In the above example, the first. second vibration detector +3),
Although the case where an accelerometer is used as Ql) has been described, a speedometer may also be used, and in this case, the integrating circuits (4a) and (4b) shown in FIG. 5 are unnecessary.

As for the actuator (6), in addition to an electromagnetic actuator, a tilting pneumatic or hydraulic actuator may be used. [Effects of the Invention] As described above, according to the present invention, a structure that generates vibration in response to an external force is created. An actuator installed on an object.

Additional weight driven by this actuator.

A first vibration detector that detects vibrations of the structure.

a second vibration detector that detects vibrations of the additional weight;

A vibration velocity signal and a vibration displacement signal of the structure are obtained from the detection signal of the first vibration detector, and a vibration velocity signal of the additional weight is obtained from the detection signal of the second vibration detector, and these signals are Since a control circuit is provided to control the actuator and drive the additional weight, it is possible to improve the dynamic stiffness of the structure by improving the damping characteristics of the structure, and also to improve the static stiffness of the structure. This has the effect of expanding the stable operation region.
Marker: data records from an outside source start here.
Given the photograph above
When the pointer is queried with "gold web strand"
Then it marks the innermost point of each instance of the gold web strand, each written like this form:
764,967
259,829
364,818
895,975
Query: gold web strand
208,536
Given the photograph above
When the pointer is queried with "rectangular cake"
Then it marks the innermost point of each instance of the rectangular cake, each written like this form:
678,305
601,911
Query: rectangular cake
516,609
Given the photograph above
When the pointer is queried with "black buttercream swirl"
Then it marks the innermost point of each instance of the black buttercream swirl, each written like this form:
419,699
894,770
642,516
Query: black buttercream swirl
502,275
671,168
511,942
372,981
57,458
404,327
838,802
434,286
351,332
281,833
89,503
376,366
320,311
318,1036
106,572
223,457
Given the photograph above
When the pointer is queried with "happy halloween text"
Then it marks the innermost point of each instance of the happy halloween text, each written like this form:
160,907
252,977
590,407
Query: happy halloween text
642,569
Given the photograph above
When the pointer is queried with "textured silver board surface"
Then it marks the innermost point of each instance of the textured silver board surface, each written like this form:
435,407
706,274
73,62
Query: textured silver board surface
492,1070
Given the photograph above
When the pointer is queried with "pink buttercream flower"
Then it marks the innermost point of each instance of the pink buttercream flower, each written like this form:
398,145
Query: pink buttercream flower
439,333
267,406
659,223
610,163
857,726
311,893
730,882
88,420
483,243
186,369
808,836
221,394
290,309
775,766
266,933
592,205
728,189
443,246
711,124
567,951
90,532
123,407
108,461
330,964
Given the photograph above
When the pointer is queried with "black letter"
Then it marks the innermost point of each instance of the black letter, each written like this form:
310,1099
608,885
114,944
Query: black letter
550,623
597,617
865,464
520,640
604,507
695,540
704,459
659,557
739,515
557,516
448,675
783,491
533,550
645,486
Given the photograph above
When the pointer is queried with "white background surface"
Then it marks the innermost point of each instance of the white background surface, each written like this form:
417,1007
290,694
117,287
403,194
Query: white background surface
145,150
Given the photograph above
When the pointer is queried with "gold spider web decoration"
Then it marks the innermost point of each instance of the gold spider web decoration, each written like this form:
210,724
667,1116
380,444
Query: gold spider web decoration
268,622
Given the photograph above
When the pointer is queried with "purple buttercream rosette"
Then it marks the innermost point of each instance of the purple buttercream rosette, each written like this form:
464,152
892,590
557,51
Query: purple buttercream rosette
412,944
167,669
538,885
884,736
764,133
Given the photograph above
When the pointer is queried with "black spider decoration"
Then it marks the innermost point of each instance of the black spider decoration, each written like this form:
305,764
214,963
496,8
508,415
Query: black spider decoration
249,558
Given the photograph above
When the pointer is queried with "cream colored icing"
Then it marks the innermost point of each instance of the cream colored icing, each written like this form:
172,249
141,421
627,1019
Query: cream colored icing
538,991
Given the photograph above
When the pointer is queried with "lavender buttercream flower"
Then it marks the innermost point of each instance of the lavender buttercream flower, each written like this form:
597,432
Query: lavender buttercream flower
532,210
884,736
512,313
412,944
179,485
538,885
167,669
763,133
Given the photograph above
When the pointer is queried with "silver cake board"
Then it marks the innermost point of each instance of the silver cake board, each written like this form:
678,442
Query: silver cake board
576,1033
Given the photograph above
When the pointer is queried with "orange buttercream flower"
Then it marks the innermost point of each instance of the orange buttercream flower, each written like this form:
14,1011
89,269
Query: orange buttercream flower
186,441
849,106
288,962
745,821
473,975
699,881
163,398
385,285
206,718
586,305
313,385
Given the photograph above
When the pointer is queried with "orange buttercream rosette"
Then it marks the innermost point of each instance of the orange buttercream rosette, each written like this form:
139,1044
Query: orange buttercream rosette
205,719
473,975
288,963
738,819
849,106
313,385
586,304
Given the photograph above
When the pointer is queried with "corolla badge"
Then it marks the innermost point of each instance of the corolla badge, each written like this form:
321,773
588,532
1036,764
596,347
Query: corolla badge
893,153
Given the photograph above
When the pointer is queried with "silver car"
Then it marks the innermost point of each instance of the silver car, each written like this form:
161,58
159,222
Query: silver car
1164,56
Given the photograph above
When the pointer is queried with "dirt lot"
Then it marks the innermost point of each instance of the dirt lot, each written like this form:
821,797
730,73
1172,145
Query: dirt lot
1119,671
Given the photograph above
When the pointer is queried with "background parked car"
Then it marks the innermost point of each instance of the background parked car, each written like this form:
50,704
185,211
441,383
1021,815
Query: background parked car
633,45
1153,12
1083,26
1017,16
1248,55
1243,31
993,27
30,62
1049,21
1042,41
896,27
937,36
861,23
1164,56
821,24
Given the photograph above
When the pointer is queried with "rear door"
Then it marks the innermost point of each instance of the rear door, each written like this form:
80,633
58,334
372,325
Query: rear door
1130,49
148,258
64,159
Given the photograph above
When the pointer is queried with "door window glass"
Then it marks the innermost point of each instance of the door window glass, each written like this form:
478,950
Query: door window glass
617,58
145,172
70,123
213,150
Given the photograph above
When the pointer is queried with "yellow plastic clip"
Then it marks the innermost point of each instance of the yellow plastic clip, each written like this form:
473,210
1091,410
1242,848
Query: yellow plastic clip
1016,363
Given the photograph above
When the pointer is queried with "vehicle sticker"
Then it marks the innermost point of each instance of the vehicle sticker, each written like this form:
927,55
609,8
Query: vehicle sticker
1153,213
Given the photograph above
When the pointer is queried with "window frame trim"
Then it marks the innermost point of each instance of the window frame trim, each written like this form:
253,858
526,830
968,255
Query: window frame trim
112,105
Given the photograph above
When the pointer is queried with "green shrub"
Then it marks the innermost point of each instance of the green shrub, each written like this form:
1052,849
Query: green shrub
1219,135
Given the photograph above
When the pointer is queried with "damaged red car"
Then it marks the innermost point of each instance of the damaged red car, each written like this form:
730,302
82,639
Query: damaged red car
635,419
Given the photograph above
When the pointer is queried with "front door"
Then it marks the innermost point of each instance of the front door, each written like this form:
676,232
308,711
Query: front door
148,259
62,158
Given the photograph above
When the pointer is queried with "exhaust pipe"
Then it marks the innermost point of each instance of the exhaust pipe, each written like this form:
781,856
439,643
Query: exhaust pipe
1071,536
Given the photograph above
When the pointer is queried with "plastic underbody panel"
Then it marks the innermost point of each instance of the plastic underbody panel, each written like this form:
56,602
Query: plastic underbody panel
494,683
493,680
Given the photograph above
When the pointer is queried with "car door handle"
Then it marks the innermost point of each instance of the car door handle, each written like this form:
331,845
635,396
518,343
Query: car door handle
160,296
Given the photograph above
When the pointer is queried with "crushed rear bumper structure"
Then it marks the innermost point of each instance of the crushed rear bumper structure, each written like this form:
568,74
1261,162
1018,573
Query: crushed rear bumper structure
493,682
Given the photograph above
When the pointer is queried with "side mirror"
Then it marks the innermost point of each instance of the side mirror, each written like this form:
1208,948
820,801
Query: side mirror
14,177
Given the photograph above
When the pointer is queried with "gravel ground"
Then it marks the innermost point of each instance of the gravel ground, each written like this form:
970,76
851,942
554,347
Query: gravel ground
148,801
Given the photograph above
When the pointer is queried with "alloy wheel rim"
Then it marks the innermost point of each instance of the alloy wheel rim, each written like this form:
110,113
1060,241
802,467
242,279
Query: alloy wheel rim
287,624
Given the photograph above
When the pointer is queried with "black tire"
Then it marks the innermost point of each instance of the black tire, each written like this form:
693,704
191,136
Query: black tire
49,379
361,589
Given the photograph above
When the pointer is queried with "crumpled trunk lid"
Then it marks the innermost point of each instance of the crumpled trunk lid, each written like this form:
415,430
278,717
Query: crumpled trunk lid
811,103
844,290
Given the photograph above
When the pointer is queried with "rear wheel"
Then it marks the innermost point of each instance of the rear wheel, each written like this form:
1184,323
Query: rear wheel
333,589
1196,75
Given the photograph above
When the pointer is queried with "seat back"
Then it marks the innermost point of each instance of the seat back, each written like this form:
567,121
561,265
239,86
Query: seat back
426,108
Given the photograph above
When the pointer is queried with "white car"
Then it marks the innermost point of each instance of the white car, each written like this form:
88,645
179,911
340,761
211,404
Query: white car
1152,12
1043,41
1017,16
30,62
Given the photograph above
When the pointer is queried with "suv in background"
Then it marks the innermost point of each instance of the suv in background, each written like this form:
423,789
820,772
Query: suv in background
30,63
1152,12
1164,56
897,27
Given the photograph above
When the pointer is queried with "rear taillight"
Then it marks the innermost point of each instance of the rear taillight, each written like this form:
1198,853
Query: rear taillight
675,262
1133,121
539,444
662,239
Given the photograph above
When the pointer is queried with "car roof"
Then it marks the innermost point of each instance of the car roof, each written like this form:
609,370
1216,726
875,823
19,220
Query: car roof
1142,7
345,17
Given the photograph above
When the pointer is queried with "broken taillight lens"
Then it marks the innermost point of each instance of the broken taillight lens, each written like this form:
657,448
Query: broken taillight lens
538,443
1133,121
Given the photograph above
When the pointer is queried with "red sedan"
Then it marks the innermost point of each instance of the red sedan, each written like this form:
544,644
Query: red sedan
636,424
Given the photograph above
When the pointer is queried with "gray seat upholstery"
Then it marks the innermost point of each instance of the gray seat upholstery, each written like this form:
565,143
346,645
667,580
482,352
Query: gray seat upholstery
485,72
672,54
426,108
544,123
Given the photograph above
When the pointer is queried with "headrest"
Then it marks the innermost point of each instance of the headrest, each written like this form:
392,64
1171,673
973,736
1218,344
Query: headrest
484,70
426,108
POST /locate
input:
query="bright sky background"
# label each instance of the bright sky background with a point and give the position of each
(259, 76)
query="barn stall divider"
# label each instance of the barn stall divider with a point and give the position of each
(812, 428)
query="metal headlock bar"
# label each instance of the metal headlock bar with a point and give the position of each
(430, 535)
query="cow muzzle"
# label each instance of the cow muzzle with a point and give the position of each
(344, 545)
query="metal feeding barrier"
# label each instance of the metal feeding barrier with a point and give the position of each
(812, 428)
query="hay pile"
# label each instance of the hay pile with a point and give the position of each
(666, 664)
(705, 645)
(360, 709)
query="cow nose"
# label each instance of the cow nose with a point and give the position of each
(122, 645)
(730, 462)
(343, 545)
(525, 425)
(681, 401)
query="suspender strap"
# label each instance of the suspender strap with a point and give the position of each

[Brief explanation of the drawing]

Fig. 1 is a block diagram showing a conventional vibration control device, Fig. 2 is a block diagram showing a control system of the conventional vibration control device shown in Fig. 1, and Fig. 3 is an enlarged view of an example of the actuator shown in Fig. 1. 4 is a configuration diagram showing a vibration control device according to an embodiment of the present invention, and FIG. 5 is a configuration diagram showing a control system of the vibration control device according to an embodiment of the present invention shown in FIG. 4. It is a diagram. In the figure, (1) is a structure, (3) is a first vibration detector, (4) is a control circuit, and (4a) to (4C) are integral circuits. (4d) is the arithmetic circuit, (6) is the actuator, (8)
is the additional weight and Qll is the second vibration detector. Note that the same reference numerals in each figure indicate the same or corresponding parts. Agent Masuo Oiwa Figure 1

Claims (2)

[Claims] (1) An actuator installed in a structure that generates vibrations in response to an external force, an additional weight driven by this actuator, a first vibration detector that detects vibrations of the structure, and a vibration detector that detects vibrations of the additional weight. The vibration velocity signal and vibration displacement signal of the structure are determined from the vibration detector g2 to be detected, the detection signal of the first vibration detector, and the vibration of the weighted node 1 from the detection signal of the second vibration detector. A vibration control device for a structure, comprising a control circuit that obtains speed signals, controls the actuator based on these signals, and drives the additional weight. (2) First. 2. The structure imaging control device according to claim 1, wherein the second vibration detector is an accelerometer.